Ophthalmologists in the United States can order the Lucentis 0.3 mg prefilled syringe (PFS). The PFS was approved on March 21, 2018 as a new method of administering the medicine to treat all forms of diabetic retinopathy, with or without diabetic macular edema (DME).
Ophthalmologists in the US now have the option to order an FDA-approved prefilled syringe for all Lucentis indications: the 0.3 mg dose to treat diabetic retinopathy and DME, and the 0.5 mg dose to treat wet age-related macular degeneration (AMD), retinal vein occlusion (RVO) and myopic choroidal neovascularization (mCNV).
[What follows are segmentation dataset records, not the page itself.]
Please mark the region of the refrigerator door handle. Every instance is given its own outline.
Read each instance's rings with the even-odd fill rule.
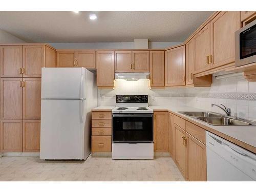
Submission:
[[[83,79],[84,79],[84,74],[82,74],[81,76],[81,81],[80,82],[80,98],[84,99],[84,86],[83,86]]]

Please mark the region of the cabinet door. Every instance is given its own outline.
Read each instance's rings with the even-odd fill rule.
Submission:
[[[185,46],[165,52],[165,86],[185,85]]]
[[[76,67],[95,69],[95,51],[77,51]]]
[[[0,52],[1,77],[22,77],[22,46],[1,46]]]
[[[150,79],[152,87],[164,87],[164,51],[150,52]]]
[[[189,181],[206,181],[205,145],[186,133],[187,145],[187,179]]]
[[[22,119],[22,78],[2,78],[1,119]]]
[[[24,77],[41,77],[41,69],[45,67],[44,46],[23,46]]]
[[[97,51],[97,86],[114,86],[114,51]]]
[[[186,84],[193,84],[194,54],[195,39],[193,38],[186,44]]]
[[[243,22],[247,18],[249,18],[252,15],[256,13],[256,11],[242,11],[241,12],[241,21]]]
[[[210,30],[209,23],[195,36],[195,73],[210,69],[207,56],[210,54]]]
[[[57,67],[72,68],[76,67],[75,51],[57,51]]]
[[[23,152],[40,151],[40,120],[23,121]]]
[[[150,72],[150,51],[133,51],[133,72]]]
[[[41,78],[24,78],[23,81],[23,119],[40,119]]]
[[[187,170],[186,147],[183,138],[185,131],[175,125],[175,161],[181,174],[186,178]]]
[[[168,152],[168,112],[155,112],[154,121],[154,151]]]
[[[115,51],[115,72],[132,72],[132,51]]]
[[[240,20],[240,11],[222,11],[211,21],[211,68],[234,62],[234,32]]]
[[[168,126],[169,129],[169,153],[173,159],[175,159],[175,127],[174,116],[168,113]]]
[[[1,151],[3,152],[22,152],[22,120],[1,121]]]

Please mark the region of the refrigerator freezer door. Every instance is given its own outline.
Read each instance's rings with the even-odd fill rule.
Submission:
[[[40,159],[83,159],[86,100],[42,99]]]
[[[86,99],[84,68],[42,68],[42,99]]]

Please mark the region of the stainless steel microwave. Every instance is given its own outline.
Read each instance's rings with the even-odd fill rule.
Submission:
[[[256,19],[235,33],[236,67],[256,62]]]

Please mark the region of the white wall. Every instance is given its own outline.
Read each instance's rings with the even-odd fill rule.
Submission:
[[[26,41],[0,29],[0,43],[1,42],[25,42]]]
[[[150,90],[147,81],[117,81],[115,89],[99,90],[99,104],[115,105],[116,94],[148,94],[150,105],[188,105],[224,114],[211,103],[223,104],[231,115],[256,121],[256,82],[242,76],[215,79],[210,88]]]
[[[48,42],[56,49],[134,49],[134,42]],[[148,42],[149,49],[165,49],[180,42]]]

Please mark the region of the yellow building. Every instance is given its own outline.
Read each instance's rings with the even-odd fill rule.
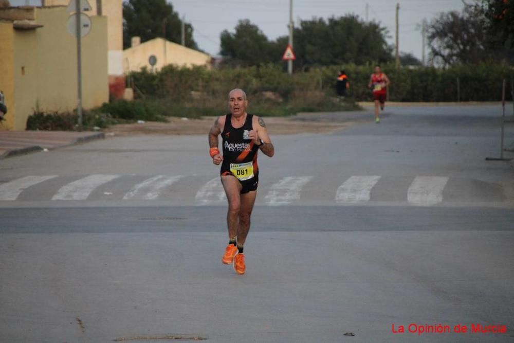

The Lucentis 0.3 mg PFS, which is made of borosilicate glass and is packaged in a single-use sterile, sealed tray, allows physicians to eliminate several steps in the preparation and administration process, including disinfecting the vial, attaching a filter needle, drawing the medicine from the vial using the needle, removing the filter needle from the syringe and replacing with an injection needle. With the Lucentis PFS, physicians snap off the syringe cap, attach the injection needle to the syringe and adjust the dose prior to administration.
Lucentis remains the only medicine FDA-approved to treat all forms of diabetic retinopathy, and is the first syringe prefilled with an anti-vascular endothelial growth factor (VEGF) agent approved to treat five retinal conditions, according to Genentech.